Cayot Trent E, Bellew James W, Zapata-Rodriguez Estefania, Rutherford Justin, Simpson Sofia, Somesan Sam, Edgerton Trevor, Labaw Dawson, Northam Joe, Bowling Caleb
Department of Kinesiology, Health, and Sport Sciences, University of Indianapolis, Indianapolis, IN, USA.
Krannert School of Physical Therapy, University of Indianapolis, Indianapolis, IN, USA.
J Sport Rehabil. 2024 Dec 10;34(5):484-491. doi: 10.1123/jsr.2024-0064. Print 2025 Jul 1.
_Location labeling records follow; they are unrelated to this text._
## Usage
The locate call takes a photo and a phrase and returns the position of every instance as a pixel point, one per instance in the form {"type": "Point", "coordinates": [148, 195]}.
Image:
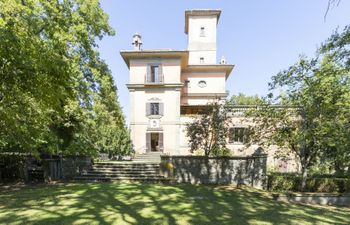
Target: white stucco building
{"type": "Point", "coordinates": [167, 87]}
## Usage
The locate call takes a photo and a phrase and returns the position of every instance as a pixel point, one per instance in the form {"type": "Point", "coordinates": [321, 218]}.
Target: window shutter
{"type": "Point", "coordinates": [160, 74]}
{"type": "Point", "coordinates": [148, 109]}
{"type": "Point", "coordinates": [148, 75]}
{"type": "Point", "coordinates": [160, 141]}
{"type": "Point", "coordinates": [161, 109]}
{"type": "Point", "coordinates": [148, 142]}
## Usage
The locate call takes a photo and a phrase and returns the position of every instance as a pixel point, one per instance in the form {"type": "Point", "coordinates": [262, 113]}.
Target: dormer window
{"type": "Point", "coordinates": [202, 32]}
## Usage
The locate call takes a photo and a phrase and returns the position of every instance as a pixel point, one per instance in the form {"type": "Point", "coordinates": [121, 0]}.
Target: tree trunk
{"type": "Point", "coordinates": [303, 177]}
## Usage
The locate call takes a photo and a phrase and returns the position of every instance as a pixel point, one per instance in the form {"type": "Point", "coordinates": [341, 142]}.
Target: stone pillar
{"type": "Point", "coordinates": [259, 171]}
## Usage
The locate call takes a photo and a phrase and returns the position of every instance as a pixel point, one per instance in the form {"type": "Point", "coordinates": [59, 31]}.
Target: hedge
{"type": "Point", "coordinates": [292, 182]}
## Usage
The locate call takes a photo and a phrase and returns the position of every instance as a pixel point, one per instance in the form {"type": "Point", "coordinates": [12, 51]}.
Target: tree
{"type": "Point", "coordinates": [242, 99]}
{"type": "Point", "coordinates": [52, 78]}
{"type": "Point", "coordinates": [318, 90]}
{"type": "Point", "coordinates": [337, 48]}
{"type": "Point", "coordinates": [209, 130]}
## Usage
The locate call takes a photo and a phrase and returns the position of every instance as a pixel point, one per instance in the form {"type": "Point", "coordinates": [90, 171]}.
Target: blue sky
{"type": "Point", "coordinates": [259, 37]}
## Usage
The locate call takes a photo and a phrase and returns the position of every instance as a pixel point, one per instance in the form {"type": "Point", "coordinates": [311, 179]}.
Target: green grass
{"type": "Point", "coordinates": [111, 203]}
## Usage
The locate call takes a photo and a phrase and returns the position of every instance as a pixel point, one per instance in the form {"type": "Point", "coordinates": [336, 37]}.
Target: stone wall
{"type": "Point", "coordinates": [249, 170]}
{"type": "Point", "coordinates": [66, 168]}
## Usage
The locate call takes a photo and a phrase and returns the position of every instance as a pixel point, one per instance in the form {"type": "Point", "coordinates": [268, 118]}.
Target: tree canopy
{"type": "Point", "coordinates": [208, 131]}
{"type": "Point", "coordinates": [318, 126]}
{"type": "Point", "coordinates": [56, 93]}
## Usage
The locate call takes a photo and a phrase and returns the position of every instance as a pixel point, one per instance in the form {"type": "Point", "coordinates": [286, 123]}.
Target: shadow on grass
{"type": "Point", "coordinates": [108, 203]}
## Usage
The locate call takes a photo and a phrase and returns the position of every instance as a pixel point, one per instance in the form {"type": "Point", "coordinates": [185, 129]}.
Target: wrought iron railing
{"type": "Point", "coordinates": [154, 79]}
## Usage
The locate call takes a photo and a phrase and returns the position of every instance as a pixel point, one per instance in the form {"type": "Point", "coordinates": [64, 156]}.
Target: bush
{"type": "Point", "coordinates": [12, 166]}
{"type": "Point", "coordinates": [292, 182]}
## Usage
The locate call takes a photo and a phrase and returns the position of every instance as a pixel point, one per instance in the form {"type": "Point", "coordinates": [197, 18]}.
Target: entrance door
{"type": "Point", "coordinates": [154, 142]}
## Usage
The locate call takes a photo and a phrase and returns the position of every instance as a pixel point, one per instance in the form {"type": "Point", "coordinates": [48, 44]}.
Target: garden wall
{"type": "Point", "coordinates": [66, 168]}
{"type": "Point", "coordinates": [29, 168]}
{"type": "Point", "coordinates": [249, 170]}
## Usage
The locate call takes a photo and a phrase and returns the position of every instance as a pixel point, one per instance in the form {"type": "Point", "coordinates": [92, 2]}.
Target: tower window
{"type": "Point", "coordinates": [202, 32]}
{"type": "Point", "coordinates": [154, 108]}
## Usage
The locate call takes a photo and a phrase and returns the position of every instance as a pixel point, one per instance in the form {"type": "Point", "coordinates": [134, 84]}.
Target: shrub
{"type": "Point", "coordinates": [12, 166]}
{"type": "Point", "coordinates": [292, 182]}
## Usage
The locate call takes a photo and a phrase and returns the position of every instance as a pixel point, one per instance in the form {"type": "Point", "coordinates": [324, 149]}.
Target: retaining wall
{"type": "Point", "coordinates": [249, 170]}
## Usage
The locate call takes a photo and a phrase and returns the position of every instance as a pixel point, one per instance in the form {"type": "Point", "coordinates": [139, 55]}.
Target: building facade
{"type": "Point", "coordinates": [168, 87]}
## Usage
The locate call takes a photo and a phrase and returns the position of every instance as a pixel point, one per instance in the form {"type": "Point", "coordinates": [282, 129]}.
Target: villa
{"type": "Point", "coordinates": [168, 87]}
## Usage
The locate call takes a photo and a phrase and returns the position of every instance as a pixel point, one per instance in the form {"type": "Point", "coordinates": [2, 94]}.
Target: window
{"type": "Point", "coordinates": [202, 32]}
{"type": "Point", "coordinates": [154, 108]}
{"type": "Point", "coordinates": [238, 134]}
{"type": "Point", "coordinates": [154, 74]}
{"type": "Point", "coordinates": [187, 83]}
{"type": "Point", "coordinates": [202, 84]}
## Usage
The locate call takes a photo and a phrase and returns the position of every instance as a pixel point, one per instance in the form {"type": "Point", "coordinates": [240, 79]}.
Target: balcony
{"type": "Point", "coordinates": [154, 79]}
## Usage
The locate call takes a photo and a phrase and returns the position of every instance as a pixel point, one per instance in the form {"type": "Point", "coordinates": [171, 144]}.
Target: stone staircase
{"type": "Point", "coordinates": [123, 171]}
{"type": "Point", "coordinates": [148, 157]}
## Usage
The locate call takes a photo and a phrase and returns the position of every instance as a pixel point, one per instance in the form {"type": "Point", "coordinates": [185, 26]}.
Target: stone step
{"type": "Point", "coordinates": [122, 172]}
{"type": "Point", "coordinates": [143, 176]}
{"type": "Point", "coordinates": [125, 169]}
{"type": "Point", "coordinates": [127, 179]}
{"type": "Point", "coordinates": [127, 166]}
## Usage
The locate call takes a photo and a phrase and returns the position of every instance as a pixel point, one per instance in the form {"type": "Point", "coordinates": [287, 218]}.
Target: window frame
{"type": "Point", "coordinates": [202, 32]}
{"type": "Point", "coordinates": [154, 109]}
{"type": "Point", "coordinates": [238, 135]}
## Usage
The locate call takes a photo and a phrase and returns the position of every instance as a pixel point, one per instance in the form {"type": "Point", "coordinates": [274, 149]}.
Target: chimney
{"type": "Point", "coordinates": [136, 42]}
{"type": "Point", "coordinates": [223, 60]}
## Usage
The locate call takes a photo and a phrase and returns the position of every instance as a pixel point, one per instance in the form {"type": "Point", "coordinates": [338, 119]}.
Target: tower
{"type": "Point", "coordinates": [200, 26]}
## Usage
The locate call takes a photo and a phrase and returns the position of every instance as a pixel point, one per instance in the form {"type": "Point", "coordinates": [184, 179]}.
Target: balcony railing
{"type": "Point", "coordinates": [155, 79]}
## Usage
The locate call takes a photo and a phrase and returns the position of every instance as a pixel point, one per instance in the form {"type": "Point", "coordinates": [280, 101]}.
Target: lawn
{"type": "Point", "coordinates": [110, 203]}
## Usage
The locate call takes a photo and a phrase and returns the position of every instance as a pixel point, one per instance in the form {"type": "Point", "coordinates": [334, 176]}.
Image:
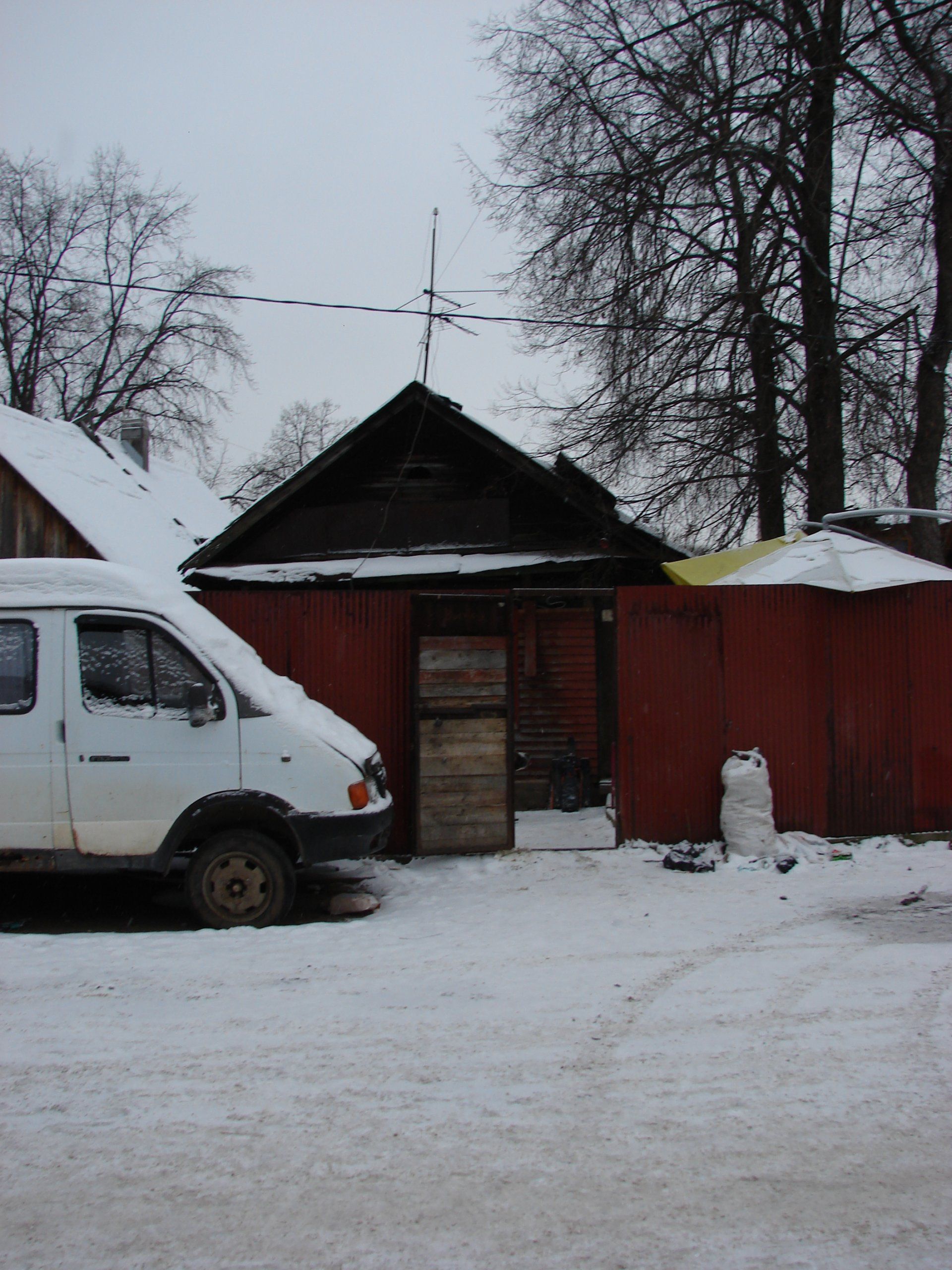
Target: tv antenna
{"type": "Point", "coordinates": [434, 316]}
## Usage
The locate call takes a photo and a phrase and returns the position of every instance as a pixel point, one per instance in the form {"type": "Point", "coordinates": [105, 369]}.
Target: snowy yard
{"type": "Point", "coordinates": [552, 1060]}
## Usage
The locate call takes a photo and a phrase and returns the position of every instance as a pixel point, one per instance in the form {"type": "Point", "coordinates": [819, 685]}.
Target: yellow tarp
{"type": "Point", "coordinates": [705, 570]}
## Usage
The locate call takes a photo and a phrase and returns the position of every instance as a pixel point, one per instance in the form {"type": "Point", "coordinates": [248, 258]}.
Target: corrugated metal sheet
{"type": "Point", "coordinates": [351, 651]}
{"type": "Point", "coordinates": [556, 686]}
{"type": "Point", "coordinates": [871, 786]}
{"type": "Point", "coordinates": [931, 693]}
{"type": "Point", "coordinates": [670, 717]}
{"type": "Point", "coordinates": [848, 697]}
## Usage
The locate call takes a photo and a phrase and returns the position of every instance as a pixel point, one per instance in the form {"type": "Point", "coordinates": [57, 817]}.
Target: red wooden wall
{"type": "Point", "coordinates": [351, 651]}
{"type": "Point", "coordinates": [849, 698]}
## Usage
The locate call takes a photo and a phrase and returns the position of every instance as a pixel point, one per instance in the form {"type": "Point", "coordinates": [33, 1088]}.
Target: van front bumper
{"type": "Point", "coordinates": [341, 837]}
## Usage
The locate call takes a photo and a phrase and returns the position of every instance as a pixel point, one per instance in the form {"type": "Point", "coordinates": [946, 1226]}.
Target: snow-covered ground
{"type": "Point", "coordinates": [547, 1061]}
{"type": "Point", "coordinates": [588, 829]}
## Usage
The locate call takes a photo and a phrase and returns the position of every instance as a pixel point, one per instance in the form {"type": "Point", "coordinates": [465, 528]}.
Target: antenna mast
{"type": "Point", "coordinates": [429, 296]}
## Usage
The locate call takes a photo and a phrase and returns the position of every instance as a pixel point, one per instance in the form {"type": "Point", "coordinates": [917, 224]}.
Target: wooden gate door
{"type": "Point", "coordinates": [464, 745]}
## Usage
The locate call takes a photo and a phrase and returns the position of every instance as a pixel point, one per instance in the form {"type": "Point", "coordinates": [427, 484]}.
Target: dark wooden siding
{"type": "Point", "coordinates": [30, 526]}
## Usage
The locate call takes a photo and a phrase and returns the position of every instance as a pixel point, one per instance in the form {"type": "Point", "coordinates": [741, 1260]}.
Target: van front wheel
{"type": "Point", "coordinates": [240, 878]}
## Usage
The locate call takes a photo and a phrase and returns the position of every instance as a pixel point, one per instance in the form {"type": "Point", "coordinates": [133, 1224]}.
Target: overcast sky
{"type": "Point", "coordinates": [316, 137]}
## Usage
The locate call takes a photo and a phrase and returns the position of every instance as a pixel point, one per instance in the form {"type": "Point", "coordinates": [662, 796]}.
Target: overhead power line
{"type": "Point", "coordinates": [577, 324]}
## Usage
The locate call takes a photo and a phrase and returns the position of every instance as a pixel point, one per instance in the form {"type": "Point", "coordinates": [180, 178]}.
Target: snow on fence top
{"type": "Point", "coordinates": [150, 520]}
{"type": "Point", "coordinates": [838, 563]}
{"type": "Point", "coordinates": [59, 583]}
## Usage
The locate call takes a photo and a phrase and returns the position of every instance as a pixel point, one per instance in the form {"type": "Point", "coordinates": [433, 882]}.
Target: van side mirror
{"type": "Point", "coordinates": [200, 709]}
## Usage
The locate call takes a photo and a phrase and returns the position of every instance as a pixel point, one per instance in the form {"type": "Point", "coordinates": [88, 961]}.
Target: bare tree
{"type": "Point", "coordinates": [677, 171]}
{"type": "Point", "coordinates": [644, 150]}
{"type": "Point", "coordinates": [78, 337]}
{"type": "Point", "coordinates": [301, 434]}
{"type": "Point", "coordinates": [907, 79]}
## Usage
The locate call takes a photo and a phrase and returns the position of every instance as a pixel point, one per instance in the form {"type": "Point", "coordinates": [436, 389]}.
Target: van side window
{"type": "Point", "coordinates": [18, 667]}
{"type": "Point", "coordinates": [134, 670]}
{"type": "Point", "coordinates": [115, 670]}
{"type": "Point", "coordinates": [175, 674]}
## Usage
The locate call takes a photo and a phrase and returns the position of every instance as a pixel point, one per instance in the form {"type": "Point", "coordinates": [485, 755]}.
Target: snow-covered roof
{"type": "Point", "coordinates": [66, 583]}
{"type": "Point", "coordinates": [150, 520]}
{"type": "Point", "coordinates": [837, 563]}
{"type": "Point", "coordinates": [300, 572]}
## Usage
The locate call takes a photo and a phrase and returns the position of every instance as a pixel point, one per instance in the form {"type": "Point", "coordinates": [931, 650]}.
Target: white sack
{"type": "Point", "coordinates": [747, 808]}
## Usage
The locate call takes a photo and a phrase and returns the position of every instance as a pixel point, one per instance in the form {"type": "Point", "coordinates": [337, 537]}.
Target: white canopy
{"type": "Point", "coordinates": [838, 563]}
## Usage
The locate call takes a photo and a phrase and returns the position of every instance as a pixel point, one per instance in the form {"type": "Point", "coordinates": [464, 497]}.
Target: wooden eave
{"type": "Point", "coordinates": [574, 487]}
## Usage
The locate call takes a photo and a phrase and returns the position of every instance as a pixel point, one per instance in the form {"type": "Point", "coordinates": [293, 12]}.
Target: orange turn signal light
{"type": "Point", "coordinates": [359, 795]}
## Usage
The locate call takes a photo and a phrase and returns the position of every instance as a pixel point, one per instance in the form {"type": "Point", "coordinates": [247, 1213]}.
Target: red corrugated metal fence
{"type": "Point", "coordinates": [849, 698]}
{"type": "Point", "coordinates": [351, 651]}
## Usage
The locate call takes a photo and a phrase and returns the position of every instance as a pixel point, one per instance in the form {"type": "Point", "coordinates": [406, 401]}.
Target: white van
{"type": "Point", "coordinates": [135, 728]}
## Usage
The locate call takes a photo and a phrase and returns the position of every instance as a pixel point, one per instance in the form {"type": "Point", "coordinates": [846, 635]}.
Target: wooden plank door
{"type": "Point", "coordinates": [464, 745]}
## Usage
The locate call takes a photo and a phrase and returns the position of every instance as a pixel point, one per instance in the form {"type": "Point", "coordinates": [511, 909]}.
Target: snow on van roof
{"type": "Point", "coordinates": [150, 520]}
{"type": "Point", "coordinates": [60, 583]}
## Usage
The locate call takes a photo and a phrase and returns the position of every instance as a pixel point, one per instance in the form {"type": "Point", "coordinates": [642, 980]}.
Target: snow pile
{"type": "Point", "coordinates": [298, 572]}
{"type": "Point", "coordinates": [837, 563]}
{"type": "Point", "coordinates": [150, 520]}
{"type": "Point", "coordinates": [747, 808]}
{"type": "Point", "coordinates": [96, 583]}
{"type": "Point", "coordinates": [540, 1062]}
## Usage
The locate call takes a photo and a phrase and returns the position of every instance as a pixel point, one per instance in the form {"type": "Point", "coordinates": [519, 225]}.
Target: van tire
{"type": "Point", "coordinates": [240, 878]}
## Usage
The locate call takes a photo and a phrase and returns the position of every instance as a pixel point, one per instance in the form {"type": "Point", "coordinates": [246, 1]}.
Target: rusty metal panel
{"type": "Point", "coordinates": [849, 698]}
{"type": "Point", "coordinates": [670, 713]}
{"type": "Point", "coordinates": [871, 786]}
{"type": "Point", "coordinates": [351, 651]}
{"type": "Point", "coordinates": [556, 686]}
{"type": "Point", "coordinates": [776, 694]}
{"type": "Point", "coordinates": [931, 702]}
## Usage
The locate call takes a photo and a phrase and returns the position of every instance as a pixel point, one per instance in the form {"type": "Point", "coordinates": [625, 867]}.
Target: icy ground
{"type": "Point", "coordinates": [546, 1061]}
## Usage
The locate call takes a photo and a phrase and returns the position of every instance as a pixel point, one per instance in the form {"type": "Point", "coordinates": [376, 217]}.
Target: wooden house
{"type": "Point", "coordinates": [500, 574]}
{"type": "Point", "coordinates": [64, 493]}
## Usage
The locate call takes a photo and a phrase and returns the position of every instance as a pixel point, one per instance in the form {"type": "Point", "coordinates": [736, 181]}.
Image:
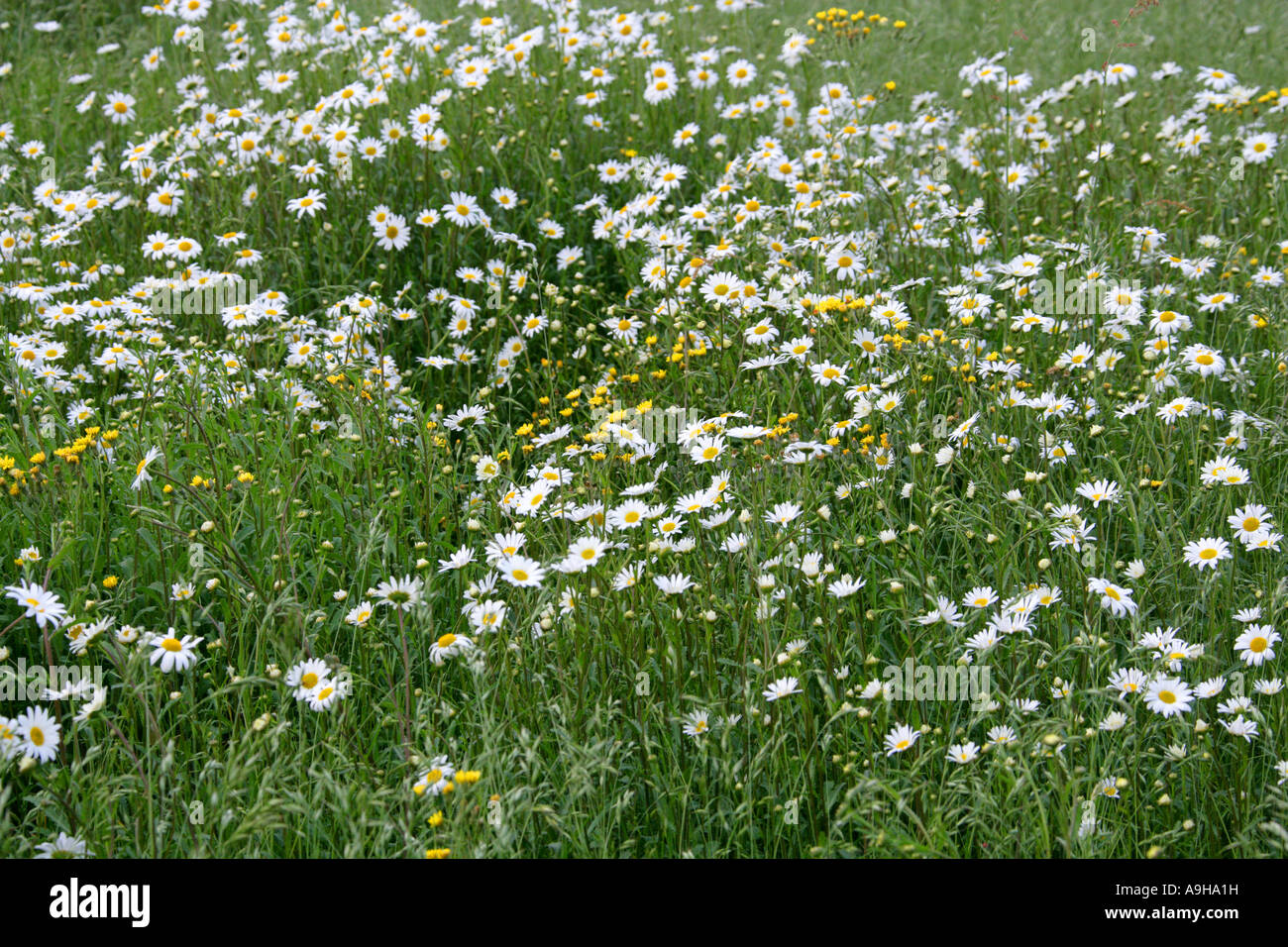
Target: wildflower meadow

Interest in the effects of concurrently using neuromuscular electrical stimulation (NMES) and blood flow restriction (BFR) to improve muscle strength has risen, but limited studies and inconsistent findings have led to more questions. The 2 current projects aimed to systematically investigate how NMES waveform shape and BFR occlusion pressure acutely influence electrically elicited force (EEF) and tissue oxygen saturation (StO2) of the knee extensors.
A single-session repeated-measures design was followed.
EEF and StO2 were measured in 2 different groups of 15 participants during 3 sets of NMES contractions. Ten NMES contractions per set were performed with 5 minutes of passive interset recovery. In the first project, different NMES waveforms (RUS, Russian burst-modulated alternating current; VMS, biphasic pulsed current; and VMS-Burst, burst-modulated biphasic pulsed current) were administered for each set, while BFR was applied at 60% limb occlusion pressure (LOP). During the second projet, VMS was administered, while a different BFR occlusion pressure (0% LOP, 40% LOP, and 80% LOP) was used during each set. Two-way repeated-measures analysis of variance examined if repetition and/or NMES waveform (first project) or BFR occlusion pressure (second project) significantly affected (P < .05) EEF or StO2.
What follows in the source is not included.